Yüksekova’nın Yolları, Yüksek Zamlarla Taşlı

ZÜBEYT BARTİN/YAZDI

Yazar Zübeyt Bartin, 'Yüksekova’nın Yolları, Yüksek Zamlarla Taşlı' adlı yazısını okuyucuları için yayınladı.

YAZARIN YAZISI ŞÖYLE:

*Yüksekova'nın sokaklarında, bir sabah uyandığınızda ruhunuzun derinliklerinde hissettiğiniz bir ağırlık var. O ağır yük, sıradan bir insanın omuzlarına binmiş gibi. Çünkü şehrin kalbindeki toplu taşıma ücretlerine yapılan % 88’ lik zam, (1 Şubat 2025’ten itibaren geçerli) yalnızca cebi değil, yüreği de sarstı. Birçok insanın, o güne kadar savaştığı zorlukların üstüne bir darbe daha vurdu. Bu zam, sadece bir ücret artışı değil; bir umut kırıklığı, bir hayal yıkımı, bir yaşam mücadelesi…
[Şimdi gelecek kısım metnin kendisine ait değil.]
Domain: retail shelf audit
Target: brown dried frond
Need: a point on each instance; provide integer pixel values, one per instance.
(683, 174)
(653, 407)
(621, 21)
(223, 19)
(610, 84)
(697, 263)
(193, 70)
*Ahmet Hamdi Tanpınar’ın dediği gibi: “Hiçbir şey birdenbire olmaz, her şey bir hazırlığın neticesidir.” Yüksekova’da yıllarca ihmal edilen, göz ardı edilen haklar birer birer ortaya çıkmaya başladı. Toplu taşıma, basit bir ulaşım aracı olmaktan çıkmış; bir var olma meselesine dönüşmüş. Zorlanan bir şehirde, halk da bu yükle birlikte her geçen gün daha da yalnızlaşıyor. Edip Cansever'in, "Mutsuzluk, bir şehir gibidir" sözleri şimdi daha fazla anlam taşıyor. Yüksekova; adeta mutsuzluğun, yalnızlığın ve çaresizliğin simgesi hâline geldi.
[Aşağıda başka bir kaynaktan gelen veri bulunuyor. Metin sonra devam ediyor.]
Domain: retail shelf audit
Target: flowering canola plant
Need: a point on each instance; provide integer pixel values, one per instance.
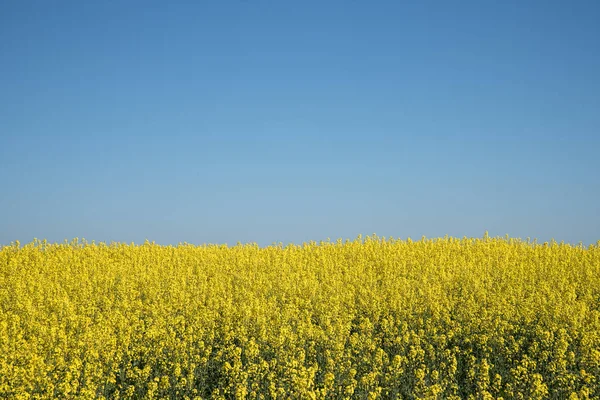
(484, 318)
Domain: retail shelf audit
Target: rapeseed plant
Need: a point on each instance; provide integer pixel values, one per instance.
(449, 318)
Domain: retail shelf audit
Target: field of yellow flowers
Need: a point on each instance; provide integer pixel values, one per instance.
(449, 318)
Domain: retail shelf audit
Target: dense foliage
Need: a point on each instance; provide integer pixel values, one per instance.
(370, 318)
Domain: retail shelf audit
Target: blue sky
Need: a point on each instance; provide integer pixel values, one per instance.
(280, 121)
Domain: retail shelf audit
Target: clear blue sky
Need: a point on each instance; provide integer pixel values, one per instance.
(268, 121)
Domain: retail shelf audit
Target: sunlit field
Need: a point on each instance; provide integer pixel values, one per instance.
(449, 318)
*Bir anne; sabahın erken saatlerinde çocuğunu okula yetiştirmek için harcadığı her saniyeyi, her adımı, her zorluğu içinden çekerek ilerlerken bir yanda bir başka işçi, ailesinin geçimini sağlayabilmek için bir ekmek parası daha kazanma çabasında fakat o ekmek parası, her geçen gün daha da uzaklaşıyor. Çünkü toplu taşıma, artık sadece bir ulaşım aracı değil; hayata tutunabilmek için verilen bir savaş hâline geldi. Bu zammın ardında, halkın sesini duymayan, halkın gözlerindeki korkuyu görmeyen bir yönetim var. Unutulmasın ki, “Halkın vicdanı, bir yöneticinin aynasıdır” ve o ayna kırıldığında geriye hiçbir şey kalmaz.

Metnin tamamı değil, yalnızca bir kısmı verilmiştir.